Experience Loading Performance

Imagine driving an electric vehicle on a highway. A data collector in your car captures 80 data points per second across 80 predefined metrics, totaling 2 KB. Over one minute, you observe this continuous stream of incoming data and use it to analyze real-time conditions. But before any analysis, this valuable data must be reliably written and stored in a robust database.

Undoubtedly, time-series databases must handle massive volumes of real-time data from numerous devices—loading performance is critical!

In this section, you will use advanced components MatrixGate and MatrixBench in YMatrix to conduct high-performance data ingestion testing, ensuring reliable data loading for downstream analytics.

Below is our physical machine test environment. Hardware specifications may affect tool configuration; please adjust accordingly.

1 Hardware Environment

Machine configuration:

Parameter Configuration
CPU Cores 2 physical cores, 32 logical cores
CPU Platform Intel(R) Xeon(R) Gold 5218 CPU @ 2.30GHz
Memory 256 GB
Storage Capacity 9.0 TB (1.4 GB/s write, 3.3 GB/s read)
Linux Distribution CentOS Linux release 7.8.2003 (Core)
Linux Kernel 3.10.0-1127.el7.x86_64

2 Professional Tools

2.1 MatrixGate

MatrixGate (shortened as mxgate) is a high-performance streaming data loading server located at bin/mxgate under the YMatrix installation directory.

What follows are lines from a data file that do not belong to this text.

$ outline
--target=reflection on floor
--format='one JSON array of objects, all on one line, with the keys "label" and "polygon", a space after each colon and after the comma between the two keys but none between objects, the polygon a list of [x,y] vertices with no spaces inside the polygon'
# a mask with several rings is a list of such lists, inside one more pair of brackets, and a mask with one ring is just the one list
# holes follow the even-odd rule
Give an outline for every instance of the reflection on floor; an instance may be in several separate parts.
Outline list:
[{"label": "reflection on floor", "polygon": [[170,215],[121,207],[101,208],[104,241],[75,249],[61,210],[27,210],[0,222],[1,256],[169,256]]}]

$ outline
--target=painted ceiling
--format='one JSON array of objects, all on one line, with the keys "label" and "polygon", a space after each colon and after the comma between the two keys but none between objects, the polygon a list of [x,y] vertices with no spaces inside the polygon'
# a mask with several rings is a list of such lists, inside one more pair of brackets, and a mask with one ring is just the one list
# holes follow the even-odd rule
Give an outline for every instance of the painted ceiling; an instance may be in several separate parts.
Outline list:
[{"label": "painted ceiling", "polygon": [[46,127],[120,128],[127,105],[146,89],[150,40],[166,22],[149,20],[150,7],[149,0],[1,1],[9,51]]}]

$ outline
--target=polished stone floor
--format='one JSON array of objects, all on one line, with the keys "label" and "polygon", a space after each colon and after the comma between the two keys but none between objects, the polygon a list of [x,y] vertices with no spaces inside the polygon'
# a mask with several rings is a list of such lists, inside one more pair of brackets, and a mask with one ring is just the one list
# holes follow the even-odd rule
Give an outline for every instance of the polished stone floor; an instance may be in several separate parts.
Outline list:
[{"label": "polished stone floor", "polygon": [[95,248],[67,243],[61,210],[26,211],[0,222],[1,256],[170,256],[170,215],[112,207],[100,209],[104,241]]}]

It fully leverages the parallel processing capabilities of distributed databases and is the preferred tool for data loading in production environments.

During testing, mxgate works with the writer component of mxbench to rapidly ingest data generated by the generator.

For more information, see mxgate.

2.2 MatrixBench

mxbench is a benchmarking tool for data loading and querying. It generates random data based on configurations such as number of devices, time range, and metric count. It can automatically create tables and perform serial or concurrent data loading and queries.

You can run mxbench via command line or define settings in a configuration file—choose the method that suits your workflow. The tool is located at bin/mxbench under the YMatrix installation directory.

3 Deployment Architecture

Single-machine deployment: Master + 6 Segments

Note!
MatrixGate and MatrixBench must be deployed on the same machine as the YMatrix cluster.

4 Start Testing

4.1 Test Cases

We provide three test scenarios with varying metric scales. At the end of this section, we compare YMatrix's write performance across different metric counts.

  1. 100,000 devices, 10 metrics
  2. 100,000 devices, 100 metrics
  3. 100,000 devices, 1,000 metrics

4.2 Begin Testing

Note!
Before using mxbench for load testing, ensure the test environment is ready: a running YMatrix cluster and properly configured environment variables. This step is required.
MatrixGate does not require manual setup—it is automatically configured and started when you launch mxbench.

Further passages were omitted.